Thursday, March 19, 2015

Impact of Rotating Asteroid on Orientation of Artificial Gravity Tubes

In a NASA Spaceflight forums discussion, I had a new complication pointed out to me that I'm surprised I had not thought to cover on this blog before. The artificial gravity tubes are rotating, but the asteroid is as well. We can distill the implications into 3 options. Either:
  • the tube's axis of rotation will appear to move relative to the walls as the asteroid
  • you will have to use some complicated form of "compound" rotation
  • you will align the axis for rotation of all tubes parallel to the asteroid's axis of rotation
Aligning all tubes in the same direction is the most obvious and cheapest option. In the last post on global heat removal, I inadvertently designed this in. If you follow the implications a little bit, that implies that the majority of the heat exchangers are toward the asteroid's poles. This is intriguing because that would be the ideal place for space radiators in the first place.
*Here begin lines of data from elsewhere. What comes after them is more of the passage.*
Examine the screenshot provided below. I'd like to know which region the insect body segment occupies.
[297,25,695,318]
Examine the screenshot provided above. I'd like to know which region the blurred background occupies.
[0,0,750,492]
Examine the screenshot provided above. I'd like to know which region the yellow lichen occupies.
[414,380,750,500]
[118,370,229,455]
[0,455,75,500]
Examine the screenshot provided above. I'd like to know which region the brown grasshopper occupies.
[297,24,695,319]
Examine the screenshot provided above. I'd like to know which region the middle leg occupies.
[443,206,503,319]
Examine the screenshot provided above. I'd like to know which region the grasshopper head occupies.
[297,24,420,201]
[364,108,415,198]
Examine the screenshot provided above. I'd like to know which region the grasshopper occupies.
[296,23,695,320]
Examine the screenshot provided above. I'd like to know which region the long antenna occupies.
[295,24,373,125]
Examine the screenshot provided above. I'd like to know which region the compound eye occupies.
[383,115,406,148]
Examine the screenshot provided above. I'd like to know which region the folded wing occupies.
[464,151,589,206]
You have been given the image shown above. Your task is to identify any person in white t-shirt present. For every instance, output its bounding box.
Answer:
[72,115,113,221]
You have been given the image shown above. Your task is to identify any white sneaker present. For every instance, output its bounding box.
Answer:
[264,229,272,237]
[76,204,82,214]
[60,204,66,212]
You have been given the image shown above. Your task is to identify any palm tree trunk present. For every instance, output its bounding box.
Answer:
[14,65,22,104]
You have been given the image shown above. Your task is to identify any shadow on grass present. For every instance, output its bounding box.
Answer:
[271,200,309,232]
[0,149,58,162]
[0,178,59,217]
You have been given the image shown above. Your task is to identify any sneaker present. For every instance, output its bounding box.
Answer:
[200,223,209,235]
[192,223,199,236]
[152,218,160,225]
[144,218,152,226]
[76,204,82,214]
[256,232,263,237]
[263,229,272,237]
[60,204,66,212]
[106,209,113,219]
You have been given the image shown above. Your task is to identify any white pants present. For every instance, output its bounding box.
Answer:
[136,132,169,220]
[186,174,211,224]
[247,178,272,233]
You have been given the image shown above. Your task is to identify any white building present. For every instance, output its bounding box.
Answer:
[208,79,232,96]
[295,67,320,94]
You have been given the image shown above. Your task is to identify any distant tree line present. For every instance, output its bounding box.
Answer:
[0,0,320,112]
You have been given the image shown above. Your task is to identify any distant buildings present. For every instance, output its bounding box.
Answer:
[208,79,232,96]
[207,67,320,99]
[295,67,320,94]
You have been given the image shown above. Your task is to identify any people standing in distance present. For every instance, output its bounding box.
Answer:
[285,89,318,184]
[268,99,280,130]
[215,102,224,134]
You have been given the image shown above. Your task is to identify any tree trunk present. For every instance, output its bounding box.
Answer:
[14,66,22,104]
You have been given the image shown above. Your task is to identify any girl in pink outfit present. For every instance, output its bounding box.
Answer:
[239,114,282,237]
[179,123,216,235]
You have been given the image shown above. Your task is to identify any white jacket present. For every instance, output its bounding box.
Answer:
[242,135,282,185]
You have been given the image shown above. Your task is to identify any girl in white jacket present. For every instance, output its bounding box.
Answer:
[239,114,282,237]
However, if the colony is pushing the spherical black-body limit, then it's not as good because the GEO radiator is toward the pole anyway.

Actually, an ability to precess was already designed into some O'Neil colony designs. With 2 artificial gravity tubes near to each other, they can push and pull so that they change the direction they face. This was proposed as a way to keep facing the sun, which obvious means they turn a full circle roughly every year (depends on the orbital position). For the asteroid rotation, we could be talking about rotation rates of 8 hours or less. Whether the forces involved and the unwanted acceleration on the surface are small enough is a question that is still unresolved.

This is a type of topic which I might return to sometime, but I've decide that I'm going to do a few micro-posts from the long list of things in my backlog where I introduce the subject in a few paragraphs.

1 comment:

  1. Upon review, I have no idea why I said poles. It seems like they would be all around the surface except for the poles, because the driving force is in the plane of rotation. Rotational axis is the same between the asteroid and tubes (to maintain an artificial sense of stationary-ness). Driving force for the air is perpendicular to that axis, thus, heat exchangers are on the sides.